Quella samaritana dall’animo arido come un deserto diventerà feconda grazie all’acqua viva del Signore: da quell’esistenza così oltraggiata e fragile scaturirà “una sorgente che zampilla per la vita eterna”. Quella donna è entrata in una dimensione nuova, le è stata riconsegnata la sua dignità di persona, è stata liberata dal peso della sua storia. Ha incontrato il Messia, che l’ha accolta in un abbraccio di misericordia, e in lui ha ritrovato con stupore la sua identità più vera.

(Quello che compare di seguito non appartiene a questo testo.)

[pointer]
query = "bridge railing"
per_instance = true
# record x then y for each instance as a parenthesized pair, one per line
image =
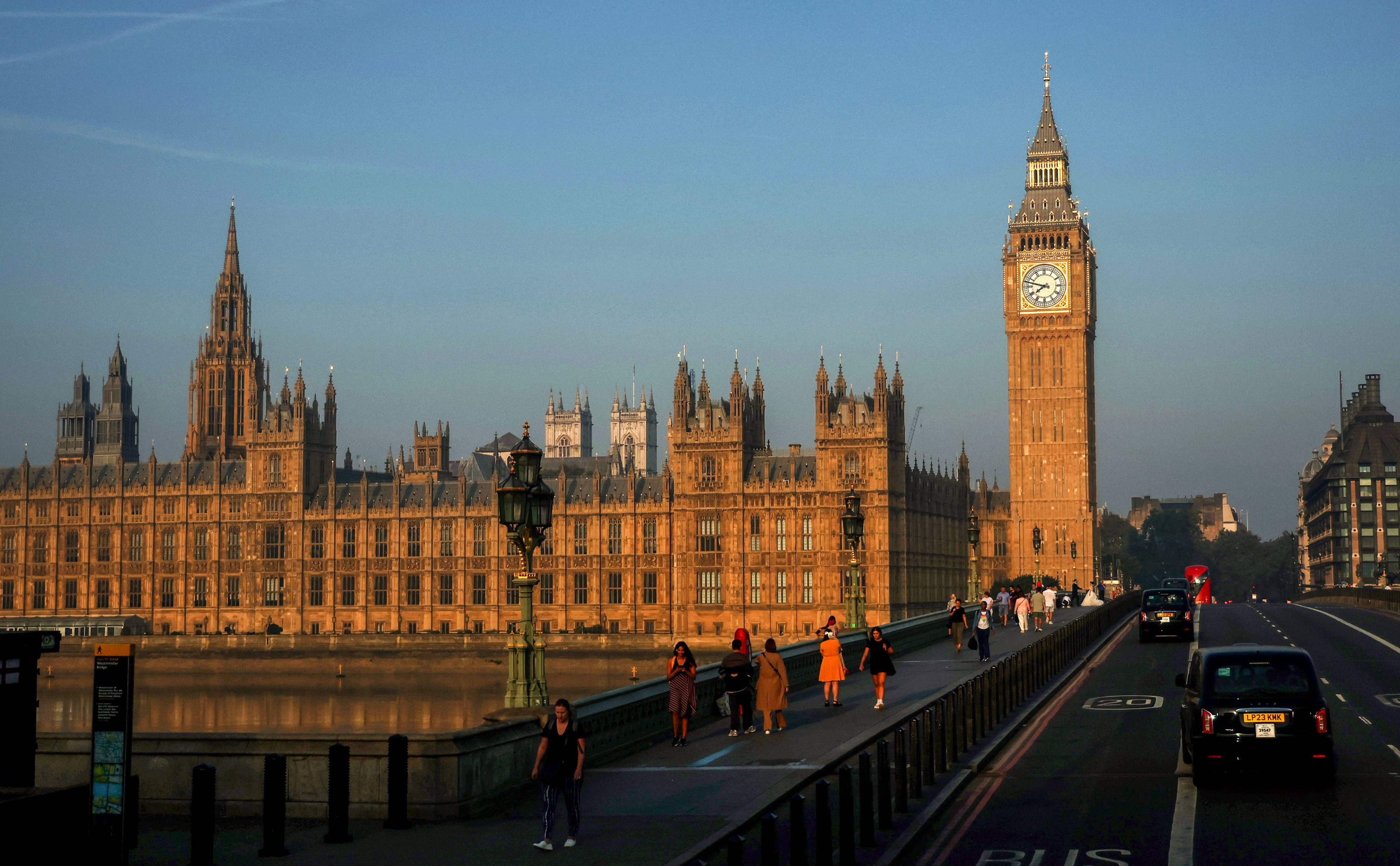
(912, 751)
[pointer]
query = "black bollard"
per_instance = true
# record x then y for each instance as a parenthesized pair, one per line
(202, 817)
(275, 808)
(736, 850)
(797, 830)
(769, 840)
(901, 773)
(883, 785)
(398, 784)
(867, 802)
(846, 815)
(338, 808)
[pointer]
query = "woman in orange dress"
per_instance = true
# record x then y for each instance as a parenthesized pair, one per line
(834, 669)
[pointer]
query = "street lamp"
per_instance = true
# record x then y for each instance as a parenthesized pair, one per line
(526, 508)
(973, 534)
(853, 528)
(1035, 543)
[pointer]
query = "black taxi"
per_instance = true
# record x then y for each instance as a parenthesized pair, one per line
(1255, 707)
(1165, 614)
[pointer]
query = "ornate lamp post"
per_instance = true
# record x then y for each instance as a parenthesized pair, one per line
(853, 528)
(973, 534)
(526, 508)
(1035, 543)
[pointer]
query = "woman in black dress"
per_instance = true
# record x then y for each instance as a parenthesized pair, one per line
(880, 655)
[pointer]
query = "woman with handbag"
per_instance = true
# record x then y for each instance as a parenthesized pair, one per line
(559, 767)
(772, 698)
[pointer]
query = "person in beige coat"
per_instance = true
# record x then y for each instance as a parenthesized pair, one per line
(772, 690)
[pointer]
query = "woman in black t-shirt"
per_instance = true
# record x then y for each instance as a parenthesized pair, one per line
(559, 767)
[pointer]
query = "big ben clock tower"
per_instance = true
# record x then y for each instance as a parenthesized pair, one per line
(1051, 303)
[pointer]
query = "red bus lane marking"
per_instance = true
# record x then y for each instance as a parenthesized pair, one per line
(976, 799)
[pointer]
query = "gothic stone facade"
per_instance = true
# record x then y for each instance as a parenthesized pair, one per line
(258, 526)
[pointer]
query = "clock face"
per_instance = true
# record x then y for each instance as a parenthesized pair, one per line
(1044, 287)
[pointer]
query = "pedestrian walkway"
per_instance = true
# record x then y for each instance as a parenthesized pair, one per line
(647, 808)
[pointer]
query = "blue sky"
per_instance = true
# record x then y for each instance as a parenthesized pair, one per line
(465, 205)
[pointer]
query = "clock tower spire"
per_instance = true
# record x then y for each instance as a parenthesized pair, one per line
(1051, 309)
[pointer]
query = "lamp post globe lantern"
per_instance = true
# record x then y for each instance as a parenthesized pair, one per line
(853, 529)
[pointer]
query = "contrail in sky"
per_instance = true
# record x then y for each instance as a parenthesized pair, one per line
(152, 23)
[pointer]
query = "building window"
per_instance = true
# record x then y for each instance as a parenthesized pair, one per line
(709, 586)
(381, 542)
(275, 542)
(710, 533)
(272, 592)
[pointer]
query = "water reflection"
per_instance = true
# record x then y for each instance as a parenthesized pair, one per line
(374, 697)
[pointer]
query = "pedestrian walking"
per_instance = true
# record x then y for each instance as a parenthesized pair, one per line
(832, 670)
(880, 655)
(772, 690)
(681, 676)
(957, 621)
(559, 769)
(737, 675)
(1023, 612)
(985, 634)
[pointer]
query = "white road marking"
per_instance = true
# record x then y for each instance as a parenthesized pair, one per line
(1377, 638)
(1182, 850)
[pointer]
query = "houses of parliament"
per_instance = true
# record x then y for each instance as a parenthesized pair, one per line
(258, 526)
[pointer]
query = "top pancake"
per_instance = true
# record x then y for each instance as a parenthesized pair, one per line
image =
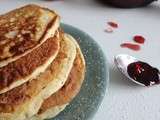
(25, 100)
(24, 29)
(71, 87)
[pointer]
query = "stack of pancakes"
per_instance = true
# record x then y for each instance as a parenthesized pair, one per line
(41, 67)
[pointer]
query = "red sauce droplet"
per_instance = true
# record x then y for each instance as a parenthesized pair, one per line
(139, 39)
(131, 46)
(113, 24)
(143, 73)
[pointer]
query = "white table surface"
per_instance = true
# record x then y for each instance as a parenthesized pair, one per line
(125, 100)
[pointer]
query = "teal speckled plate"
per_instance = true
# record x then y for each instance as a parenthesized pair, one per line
(85, 105)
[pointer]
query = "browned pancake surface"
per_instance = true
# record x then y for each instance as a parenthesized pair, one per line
(10, 100)
(70, 89)
(18, 30)
(24, 66)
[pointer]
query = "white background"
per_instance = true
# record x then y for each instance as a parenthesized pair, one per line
(125, 100)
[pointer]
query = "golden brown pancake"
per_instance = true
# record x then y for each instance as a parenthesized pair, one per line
(24, 29)
(57, 102)
(24, 101)
(28, 66)
(70, 89)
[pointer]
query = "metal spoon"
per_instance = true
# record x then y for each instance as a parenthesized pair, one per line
(122, 61)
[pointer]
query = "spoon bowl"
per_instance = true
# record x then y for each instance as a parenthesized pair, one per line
(137, 71)
(122, 61)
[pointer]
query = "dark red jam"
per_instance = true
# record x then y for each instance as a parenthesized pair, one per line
(143, 73)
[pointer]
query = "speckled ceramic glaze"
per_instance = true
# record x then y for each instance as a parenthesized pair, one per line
(85, 105)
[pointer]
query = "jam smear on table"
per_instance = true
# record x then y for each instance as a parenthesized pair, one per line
(143, 73)
(131, 46)
(139, 39)
(113, 24)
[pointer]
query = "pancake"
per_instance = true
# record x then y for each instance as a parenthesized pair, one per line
(24, 101)
(24, 29)
(59, 100)
(29, 66)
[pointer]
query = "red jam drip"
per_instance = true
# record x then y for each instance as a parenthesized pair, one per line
(113, 24)
(131, 46)
(143, 73)
(139, 39)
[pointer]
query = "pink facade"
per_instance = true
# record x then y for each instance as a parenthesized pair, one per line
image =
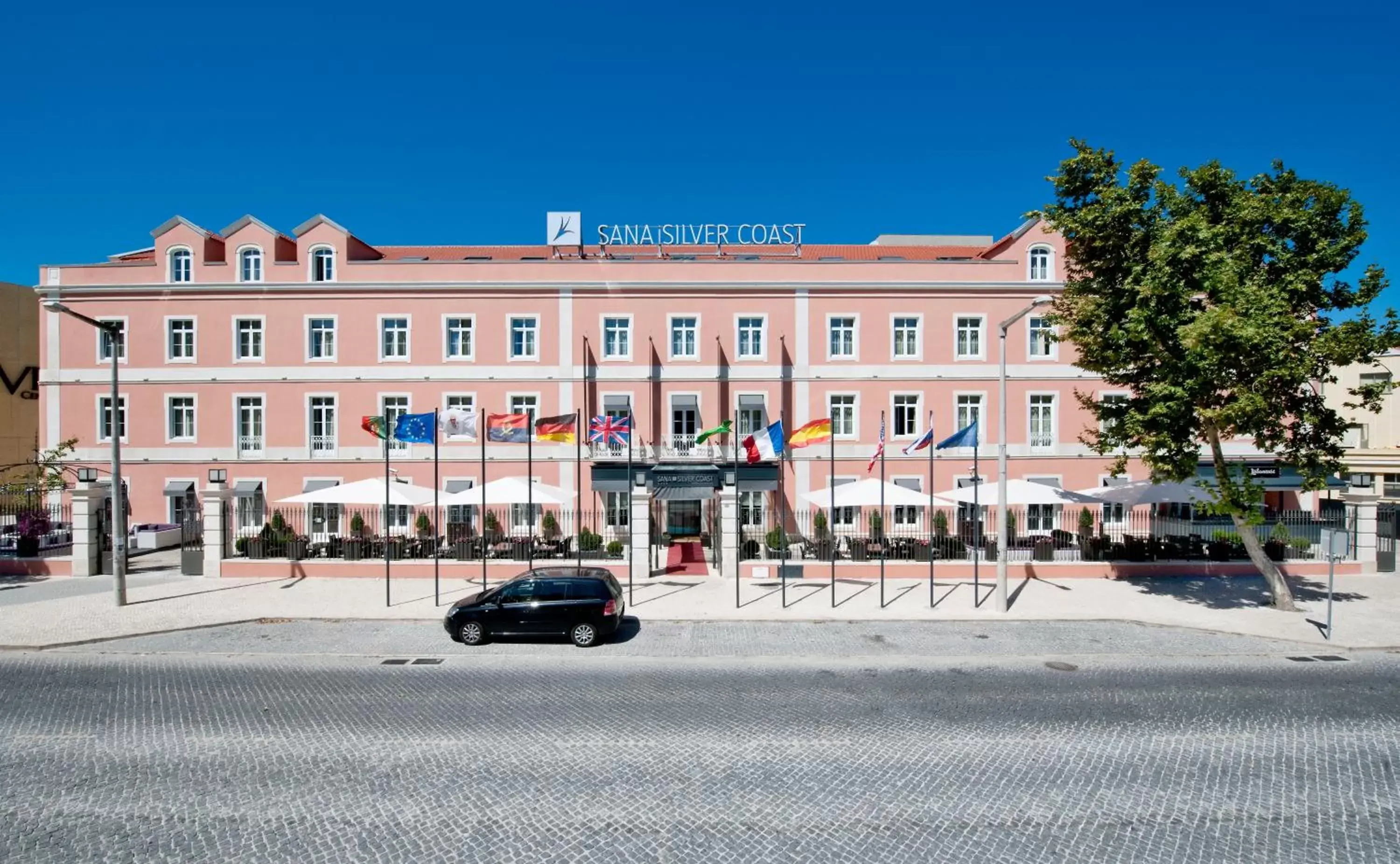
(894, 315)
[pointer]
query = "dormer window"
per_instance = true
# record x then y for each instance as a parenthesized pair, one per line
(182, 264)
(324, 265)
(250, 265)
(1041, 264)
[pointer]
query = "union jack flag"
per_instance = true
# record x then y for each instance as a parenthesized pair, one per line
(609, 430)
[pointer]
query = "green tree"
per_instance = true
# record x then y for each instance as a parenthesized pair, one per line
(1217, 303)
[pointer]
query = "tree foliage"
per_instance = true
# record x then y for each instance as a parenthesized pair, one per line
(1220, 304)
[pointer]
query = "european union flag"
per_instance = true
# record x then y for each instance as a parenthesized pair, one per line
(964, 438)
(416, 429)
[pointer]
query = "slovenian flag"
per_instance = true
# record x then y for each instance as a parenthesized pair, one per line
(765, 445)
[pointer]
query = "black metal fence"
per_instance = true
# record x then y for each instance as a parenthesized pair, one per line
(1035, 533)
(34, 529)
(329, 531)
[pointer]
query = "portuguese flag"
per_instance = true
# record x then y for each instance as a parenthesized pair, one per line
(719, 430)
(376, 425)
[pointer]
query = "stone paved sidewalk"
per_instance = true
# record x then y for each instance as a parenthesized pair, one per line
(45, 613)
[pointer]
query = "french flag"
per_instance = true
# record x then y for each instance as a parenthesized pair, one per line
(765, 445)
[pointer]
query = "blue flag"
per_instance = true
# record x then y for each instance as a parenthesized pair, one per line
(416, 429)
(964, 438)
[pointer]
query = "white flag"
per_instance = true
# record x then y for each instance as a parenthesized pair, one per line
(457, 422)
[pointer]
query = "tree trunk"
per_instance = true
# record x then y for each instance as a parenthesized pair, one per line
(1277, 585)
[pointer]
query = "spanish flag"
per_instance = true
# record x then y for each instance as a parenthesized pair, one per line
(560, 427)
(817, 432)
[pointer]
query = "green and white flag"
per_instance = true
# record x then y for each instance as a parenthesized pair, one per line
(719, 430)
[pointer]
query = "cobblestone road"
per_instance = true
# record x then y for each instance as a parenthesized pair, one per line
(551, 754)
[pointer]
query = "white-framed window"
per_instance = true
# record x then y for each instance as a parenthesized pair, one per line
(104, 341)
(618, 338)
(685, 336)
(248, 339)
(840, 338)
(1041, 334)
(906, 338)
(524, 338)
(321, 338)
(104, 418)
(1042, 420)
(906, 415)
(619, 509)
(751, 336)
(322, 425)
(322, 264)
(181, 265)
(250, 264)
(180, 412)
(842, 411)
(968, 411)
(391, 408)
(458, 336)
(968, 339)
(394, 338)
(1042, 264)
(180, 341)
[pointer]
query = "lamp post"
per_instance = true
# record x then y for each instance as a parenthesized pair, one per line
(1001, 452)
(118, 499)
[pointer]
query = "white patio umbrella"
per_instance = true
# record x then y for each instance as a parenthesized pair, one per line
(1018, 492)
(364, 492)
(1147, 492)
(867, 494)
(507, 491)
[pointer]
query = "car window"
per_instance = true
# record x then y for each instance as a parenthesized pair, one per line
(520, 593)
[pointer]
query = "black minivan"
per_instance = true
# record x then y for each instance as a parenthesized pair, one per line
(580, 603)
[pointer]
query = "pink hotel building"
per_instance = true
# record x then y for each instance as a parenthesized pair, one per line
(258, 352)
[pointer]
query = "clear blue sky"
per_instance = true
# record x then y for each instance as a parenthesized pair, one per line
(467, 124)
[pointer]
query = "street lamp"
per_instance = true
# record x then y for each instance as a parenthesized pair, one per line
(118, 501)
(1001, 452)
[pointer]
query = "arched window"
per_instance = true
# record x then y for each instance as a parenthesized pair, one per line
(250, 265)
(324, 265)
(1041, 264)
(181, 265)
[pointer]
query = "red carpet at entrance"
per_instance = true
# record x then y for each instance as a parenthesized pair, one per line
(686, 559)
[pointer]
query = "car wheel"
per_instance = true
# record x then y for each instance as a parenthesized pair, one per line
(584, 635)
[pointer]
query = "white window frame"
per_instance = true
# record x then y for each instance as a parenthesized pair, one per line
(919, 416)
(471, 329)
(982, 336)
(856, 336)
(1055, 422)
(119, 411)
(311, 262)
(671, 343)
(1053, 349)
(602, 336)
(408, 336)
(763, 336)
(1031, 257)
(194, 339)
(194, 419)
(262, 341)
(919, 338)
(122, 348)
(856, 415)
(335, 336)
(510, 338)
(170, 265)
(238, 262)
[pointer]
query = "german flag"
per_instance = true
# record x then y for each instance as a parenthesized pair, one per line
(562, 427)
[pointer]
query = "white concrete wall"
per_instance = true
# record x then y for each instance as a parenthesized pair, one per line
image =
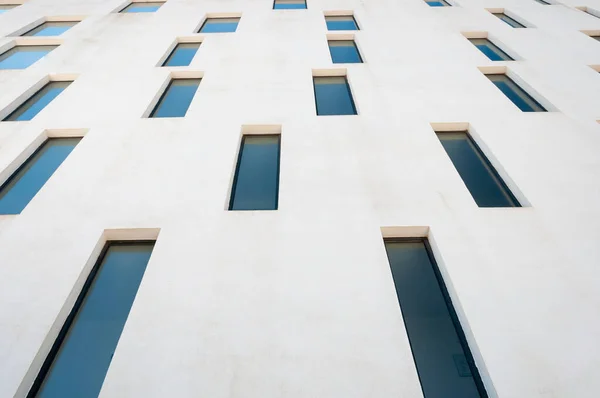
(300, 302)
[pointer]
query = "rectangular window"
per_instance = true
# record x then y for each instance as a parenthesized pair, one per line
(256, 181)
(182, 54)
(220, 25)
(442, 356)
(80, 357)
(333, 96)
(25, 183)
(508, 20)
(341, 22)
(516, 94)
(20, 57)
(176, 99)
(289, 4)
(492, 51)
(476, 171)
(136, 7)
(37, 101)
(344, 52)
(50, 29)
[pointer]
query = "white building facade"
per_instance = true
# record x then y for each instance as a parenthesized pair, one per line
(300, 301)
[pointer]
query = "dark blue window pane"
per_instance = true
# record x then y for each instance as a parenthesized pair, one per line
(182, 55)
(480, 177)
(508, 20)
(37, 101)
(333, 96)
(142, 7)
(176, 99)
(341, 23)
(516, 94)
(490, 50)
(220, 25)
(344, 52)
(20, 57)
(25, 183)
(442, 357)
(256, 182)
(93, 329)
(51, 29)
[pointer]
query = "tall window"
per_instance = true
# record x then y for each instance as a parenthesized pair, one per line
(256, 181)
(80, 357)
(442, 356)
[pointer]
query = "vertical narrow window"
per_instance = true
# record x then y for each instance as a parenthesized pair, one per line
(442, 356)
(182, 54)
(508, 20)
(25, 183)
(478, 174)
(79, 359)
(220, 25)
(20, 57)
(344, 52)
(491, 51)
(289, 4)
(256, 181)
(176, 99)
(38, 101)
(341, 22)
(333, 96)
(516, 94)
(51, 28)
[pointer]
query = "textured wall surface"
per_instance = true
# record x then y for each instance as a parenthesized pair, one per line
(300, 302)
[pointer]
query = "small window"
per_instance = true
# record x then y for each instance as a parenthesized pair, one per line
(508, 20)
(24, 184)
(490, 50)
(220, 25)
(289, 5)
(182, 54)
(136, 7)
(478, 174)
(344, 52)
(256, 181)
(333, 96)
(177, 98)
(341, 22)
(37, 101)
(21, 57)
(437, 3)
(50, 29)
(440, 350)
(81, 354)
(516, 94)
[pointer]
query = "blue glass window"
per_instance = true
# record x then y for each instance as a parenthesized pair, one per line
(20, 57)
(442, 356)
(490, 50)
(256, 182)
(37, 101)
(25, 183)
(142, 7)
(480, 177)
(344, 52)
(219, 25)
(516, 94)
(333, 96)
(50, 29)
(176, 99)
(81, 355)
(182, 54)
(342, 22)
(508, 20)
(289, 5)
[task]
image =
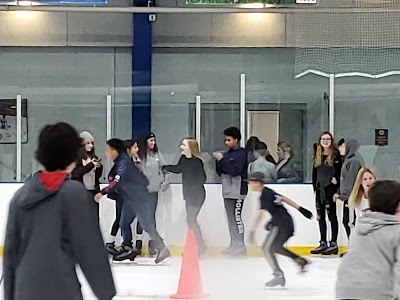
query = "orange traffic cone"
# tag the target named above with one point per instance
(190, 286)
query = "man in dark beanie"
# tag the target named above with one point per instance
(49, 231)
(131, 185)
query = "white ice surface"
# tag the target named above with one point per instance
(225, 279)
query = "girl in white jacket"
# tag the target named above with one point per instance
(358, 200)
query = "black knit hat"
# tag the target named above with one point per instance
(117, 144)
(150, 135)
(257, 176)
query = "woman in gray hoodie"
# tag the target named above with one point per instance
(152, 163)
(370, 269)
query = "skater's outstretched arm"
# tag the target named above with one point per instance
(176, 169)
(305, 212)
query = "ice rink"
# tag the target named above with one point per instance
(225, 279)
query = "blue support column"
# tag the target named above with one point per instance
(141, 71)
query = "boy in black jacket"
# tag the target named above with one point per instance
(232, 167)
(49, 230)
(280, 227)
(131, 184)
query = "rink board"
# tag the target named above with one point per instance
(172, 225)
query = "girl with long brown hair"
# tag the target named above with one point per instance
(327, 164)
(191, 167)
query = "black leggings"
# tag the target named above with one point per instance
(234, 209)
(273, 244)
(118, 210)
(192, 212)
(327, 206)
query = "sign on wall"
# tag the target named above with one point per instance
(8, 121)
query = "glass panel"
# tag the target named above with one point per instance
(8, 137)
(85, 109)
(299, 107)
(365, 105)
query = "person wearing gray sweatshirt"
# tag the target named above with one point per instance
(352, 163)
(371, 268)
(151, 166)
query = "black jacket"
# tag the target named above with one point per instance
(48, 233)
(125, 178)
(193, 177)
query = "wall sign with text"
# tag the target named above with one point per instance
(381, 137)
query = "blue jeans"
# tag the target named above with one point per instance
(138, 207)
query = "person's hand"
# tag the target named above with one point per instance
(98, 197)
(164, 187)
(96, 162)
(218, 155)
(252, 237)
(305, 212)
(336, 198)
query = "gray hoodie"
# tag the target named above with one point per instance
(351, 165)
(371, 268)
(49, 232)
(152, 168)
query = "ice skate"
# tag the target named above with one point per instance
(322, 247)
(331, 250)
(128, 253)
(163, 255)
(112, 250)
(278, 279)
(303, 264)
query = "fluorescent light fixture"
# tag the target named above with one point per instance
(252, 5)
(24, 3)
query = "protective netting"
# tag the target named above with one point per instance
(349, 36)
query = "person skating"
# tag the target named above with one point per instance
(152, 162)
(50, 232)
(351, 166)
(132, 149)
(191, 167)
(132, 185)
(88, 168)
(280, 227)
(232, 168)
(327, 165)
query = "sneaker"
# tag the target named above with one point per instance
(163, 255)
(278, 279)
(333, 249)
(322, 247)
(112, 250)
(127, 253)
(303, 263)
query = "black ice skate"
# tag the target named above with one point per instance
(152, 249)
(321, 248)
(303, 263)
(139, 244)
(127, 254)
(278, 279)
(333, 249)
(112, 250)
(163, 255)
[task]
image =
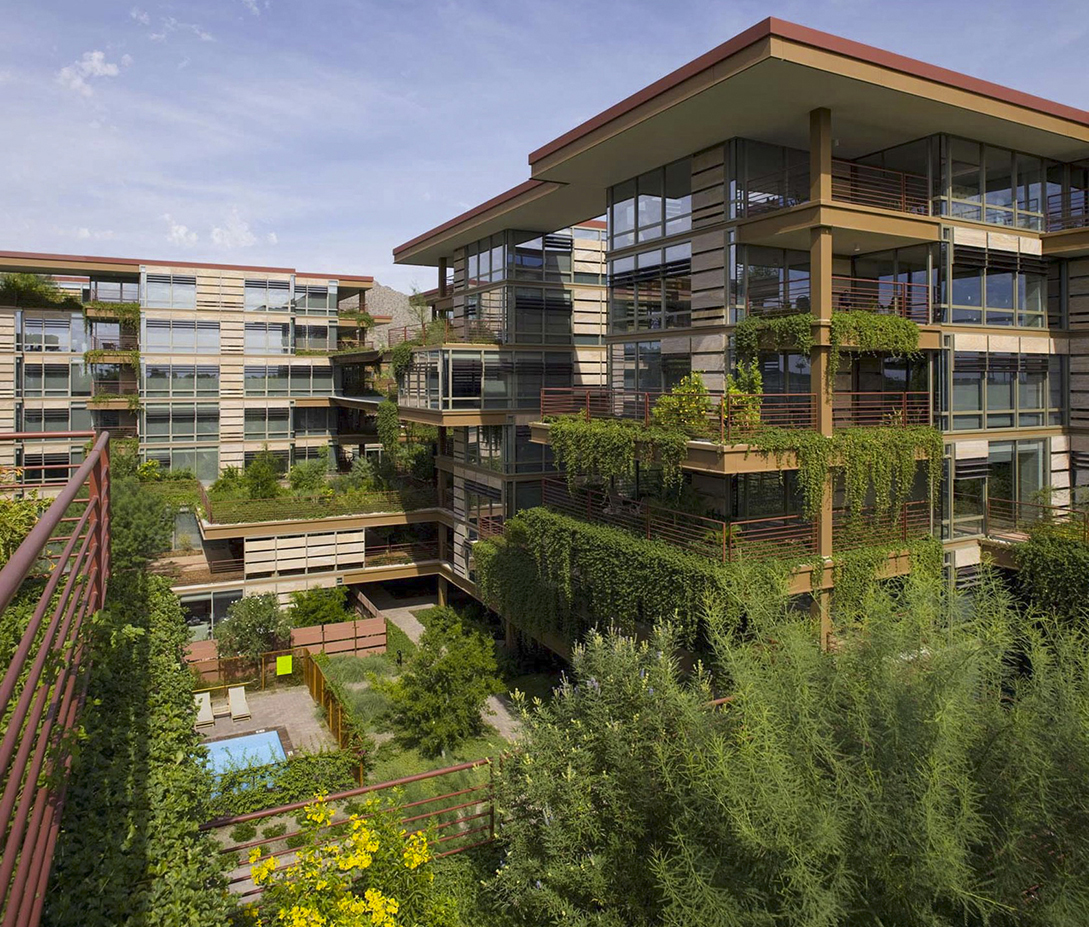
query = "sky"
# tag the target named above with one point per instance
(319, 134)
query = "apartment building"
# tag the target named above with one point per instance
(788, 171)
(204, 365)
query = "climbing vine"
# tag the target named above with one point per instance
(867, 332)
(785, 332)
(883, 459)
(609, 449)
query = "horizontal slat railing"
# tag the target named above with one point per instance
(880, 187)
(880, 409)
(44, 685)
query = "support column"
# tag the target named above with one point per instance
(821, 306)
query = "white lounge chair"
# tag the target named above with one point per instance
(205, 717)
(236, 700)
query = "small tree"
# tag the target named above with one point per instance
(319, 606)
(262, 476)
(438, 700)
(254, 625)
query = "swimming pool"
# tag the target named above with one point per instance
(245, 749)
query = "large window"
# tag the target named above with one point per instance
(53, 333)
(991, 287)
(268, 295)
(267, 424)
(651, 205)
(1000, 390)
(164, 291)
(181, 422)
(651, 290)
(995, 185)
(181, 337)
(268, 338)
(180, 380)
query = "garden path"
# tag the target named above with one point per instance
(401, 612)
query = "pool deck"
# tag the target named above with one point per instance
(291, 708)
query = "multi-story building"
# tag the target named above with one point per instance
(785, 172)
(204, 365)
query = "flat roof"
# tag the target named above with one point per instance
(74, 263)
(760, 84)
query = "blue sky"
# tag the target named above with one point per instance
(321, 133)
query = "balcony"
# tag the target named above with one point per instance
(858, 184)
(909, 301)
(871, 410)
(725, 541)
(729, 417)
(452, 331)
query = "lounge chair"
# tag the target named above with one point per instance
(205, 717)
(236, 699)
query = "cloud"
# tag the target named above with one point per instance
(179, 234)
(93, 64)
(234, 233)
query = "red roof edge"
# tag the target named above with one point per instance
(804, 35)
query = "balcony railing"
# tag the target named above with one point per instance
(45, 682)
(452, 331)
(750, 538)
(910, 301)
(1013, 520)
(1068, 210)
(908, 522)
(730, 417)
(880, 187)
(861, 184)
(871, 410)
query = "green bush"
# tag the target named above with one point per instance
(130, 853)
(438, 699)
(254, 625)
(319, 606)
(243, 832)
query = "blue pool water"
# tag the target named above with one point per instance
(247, 749)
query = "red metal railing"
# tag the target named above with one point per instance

Ora può finalmente “adorare in spirito e verità”, perché si sente abitata da Dio, accarezzata dal suo sguardo benevolo. Lascia l’anfora, il suo passato, corre dalla sua gente ad annunciare la straordinarietà di quell’incontro: grazie alla sua lieta notizia “molti credettero in lui...”. Colei che era sulla bocca di tutti, oggetto di chiacchiere, di maldicenze e di facili ironie, ora diventa la bocca del Signore, la testimone del suo vangelo.
Gesù attende tutti al suo pozzo: dal buon cristiano, al peccatore incallito; da chi già si impegna a seguire le sue vie, a chi fa ancora fatica a tenere il passo. Il Signore accoglie e ama ogni persona, per la quale ha offerto la sua vita sulla croce. In questo tempo di Quaresima chiediamo a Gesù il dono di quell’acqua viva che placa la nostra sete d’infinito e ci permette di essere sorgente di grazia per il nostro prossimo. Egli renda saggio il nostro cuore, perché possiamo imitare il suo modo di accostarsi a ogni persona: la sua discrezione, il suo rispetto e la sua capacità di far emergere la parte migliore di ognuno.